If ever there were an example of knee-jerk legislating, the STOCK Act may be it. A thoughtful and comprehensive bill, introduced by Rep. Slaughter, languished for years until some bad publicity made Members of Congress decide to “take action.” But in their haste to demonstrate they were responsive to the public’s outcry over allegations of congressional insider trading, Congress passed a watered down version of the bill. Furthermore, since passing the STOCK Act, Congress has twice acted to delay implementation of the bill, citing the risk of unintended consequences of the transparency measures they enacted.
The hurry up and wait method of legislating leaves one to wonder what will be disclosed when the sausage making is complete.
At issue is a provision that requires certain executive branch officials to put their financial information online. Information about Members of Congress’ finances is already available. Good thing too, as the Washington Post just completed a study finding that 73 lawmakers benefitted or could have benefited financially from legislation they sponsored. Also online is financial information about the president, vice president, Cabinet members and Senate-confirmed political appointees. So how are the executive branch employees different? Like Members of Congress, they too may be privy to insider information that may benefit them financially. However, a lawsuit filed by the ACLU as well as complaints lodged by federal employees’ labor unions allege that putting financial disclosures online puts national security and the employees’ privacy at risk.
As a response, Congress amended the STOCK Act on August 2, delaying implementation from August 31 to September 30. (That amendment also clarified an inconsistency in the interpretation of the original bill, ensuring that disclosure requirements apply to the spouses and dependent children in both houses of Congress. Prior to the amendment, the disclosure provisions would have been limited to Senate spouses and children only.)
During the intervening month, Congress failed to come up with a resolution that would satisfy the bill’s purpose of preventing corruption while perhaps exempting those in sensitive or national security positions. Instead, days before the Sept. 30 deadline, Congress passed legislation that would delay implementation until December 8.
But don’t hold your breath that Congress will have developed a fix by then. The September amendment also requires the National Academy of Public Administration to examine the potential for harm if the disclosures are adopted. The study is not expected until 2013. Waiting for the study provides Congress with a perfect excuse to continue to delay implementation.
When Congress does finally decide to resolve the issue of federal employees’ disclosures--and we hope it is sooner rather than later--it is vital that they remember such disclosures are already required, and already public, albeit in paper format. Indeed, there is nothing to prevent a third party from posting the information online.
Congress should take the opportunity provided by the delay to carve out minimal exceptions for those employees in sensitive job categories and, for the rest, to recognize that in this day and age, public means online. At the same time, Congress should make clear that it expects other players in the ethics arena to pull their weight.
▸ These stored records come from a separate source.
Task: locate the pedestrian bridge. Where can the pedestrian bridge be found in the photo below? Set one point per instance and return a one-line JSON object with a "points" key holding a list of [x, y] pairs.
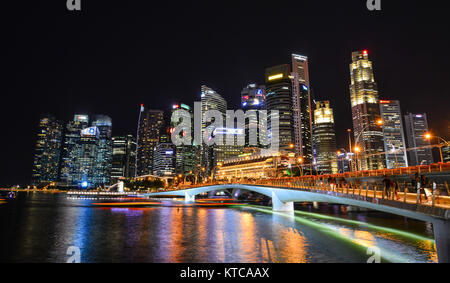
{"points": [[284, 192]]}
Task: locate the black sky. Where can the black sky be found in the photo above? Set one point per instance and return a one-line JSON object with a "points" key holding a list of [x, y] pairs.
{"points": [[114, 55]]}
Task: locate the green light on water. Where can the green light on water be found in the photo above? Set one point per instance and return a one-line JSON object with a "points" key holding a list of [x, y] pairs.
{"points": [[362, 245]]}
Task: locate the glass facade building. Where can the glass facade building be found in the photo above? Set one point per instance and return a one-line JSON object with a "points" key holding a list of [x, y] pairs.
{"points": [[393, 134], [325, 138], [279, 97], [366, 112], [148, 134], [302, 108], [416, 127], [46, 163], [123, 157]]}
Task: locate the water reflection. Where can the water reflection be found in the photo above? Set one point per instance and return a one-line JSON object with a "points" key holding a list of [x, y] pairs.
{"points": [[41, 227]]}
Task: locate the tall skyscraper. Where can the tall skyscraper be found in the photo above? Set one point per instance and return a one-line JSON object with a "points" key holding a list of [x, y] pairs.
{"points": [[279, 97], [164, 161], [394, 138], [86, 169], [302, 107], [446, 154], [104, 151], [48, 150], [210, 100], [253, 97], [70, 148], [325, 138], [186, 155], [416, 127], [149, 129], [124, 157], [366, 112]]}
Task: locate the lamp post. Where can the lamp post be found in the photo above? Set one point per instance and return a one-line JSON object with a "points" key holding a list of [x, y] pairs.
{"points": [[300, 161], [429, 136]]}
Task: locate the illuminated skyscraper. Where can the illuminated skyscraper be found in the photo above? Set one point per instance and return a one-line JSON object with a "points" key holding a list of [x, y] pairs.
{"points": [[302, 109], [325, 138], [279, 97], [366, 112], [124, 157], [86, 168], [210, 100], [48, 151], [164, 161], [71, 148], [149, 128], [186, 155], [416, 127], [394, 138], [104, 151], [253, 97]]}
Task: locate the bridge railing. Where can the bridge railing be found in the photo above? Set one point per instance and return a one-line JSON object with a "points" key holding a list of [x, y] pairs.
{"points": [[406, 192]]}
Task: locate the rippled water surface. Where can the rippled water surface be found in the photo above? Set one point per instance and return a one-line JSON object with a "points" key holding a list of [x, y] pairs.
{"points": [[39, 227]]}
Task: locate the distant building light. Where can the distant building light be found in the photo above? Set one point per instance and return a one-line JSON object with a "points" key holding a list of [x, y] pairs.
{"points": [[275, 77]]}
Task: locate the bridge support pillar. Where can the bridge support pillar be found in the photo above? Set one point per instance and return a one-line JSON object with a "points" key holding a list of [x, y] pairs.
{"points": [[442, 237], [278, 205], [188, 197]]}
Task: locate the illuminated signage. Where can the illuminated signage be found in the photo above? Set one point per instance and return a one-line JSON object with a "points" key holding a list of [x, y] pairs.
{"points": [[276, 77], [89, 132], [81, 118], [227, 131]]}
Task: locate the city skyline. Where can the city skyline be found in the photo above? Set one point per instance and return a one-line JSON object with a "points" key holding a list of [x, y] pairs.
{"points": [[90, 96]]}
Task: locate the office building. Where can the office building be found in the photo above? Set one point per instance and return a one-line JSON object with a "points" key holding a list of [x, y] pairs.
{"points": [[302, 107], [419, 150], [210, 100], [123, 157], [325, 138], [148, 134], [70, 148], [366, 113], [393, 134], [104, 152], [253, 97], [186, 155], [279, 97], [47, 152]]}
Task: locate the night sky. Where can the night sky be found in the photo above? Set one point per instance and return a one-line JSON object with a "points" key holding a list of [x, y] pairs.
{"points": [[114, 55]]}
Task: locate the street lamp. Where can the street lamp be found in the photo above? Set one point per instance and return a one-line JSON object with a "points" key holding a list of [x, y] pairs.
{"points": [[429, 136], [300, 161], [357, 151], [339, 153]]}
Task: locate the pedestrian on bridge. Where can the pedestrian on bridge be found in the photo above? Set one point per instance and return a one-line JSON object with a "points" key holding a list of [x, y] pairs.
{"points": [[387, 186]]}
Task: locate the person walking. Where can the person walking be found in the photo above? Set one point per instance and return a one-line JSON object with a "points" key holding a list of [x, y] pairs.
{"points": [[387, 186]]}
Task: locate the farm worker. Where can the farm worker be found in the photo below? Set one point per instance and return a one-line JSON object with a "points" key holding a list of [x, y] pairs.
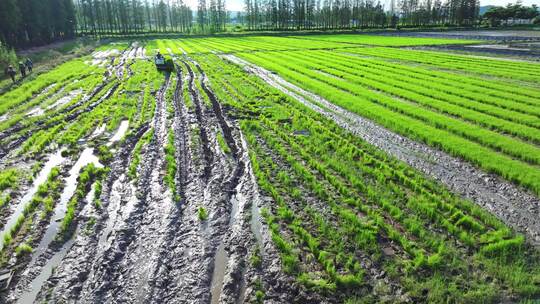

The Office of Government Ethics, whose mission it is to “strengthen the public’s confidence that the Government’s business is conducted with impartiality and integrity” has been largely silent in this debate. Likewise, GAO has failed to meet its statutory obligation to review the personal financial disclosure system to ensure it is fostering accountability. Both OGE and GAO should be urged to ensure that financial disclosures serve the public interest.
The public has the right to know executive branch employees are not reaping financial benefits from insider information. Comprehensive financial disclosures--with reasonable accommodations for security--must be updated to ensure they are online and enforced.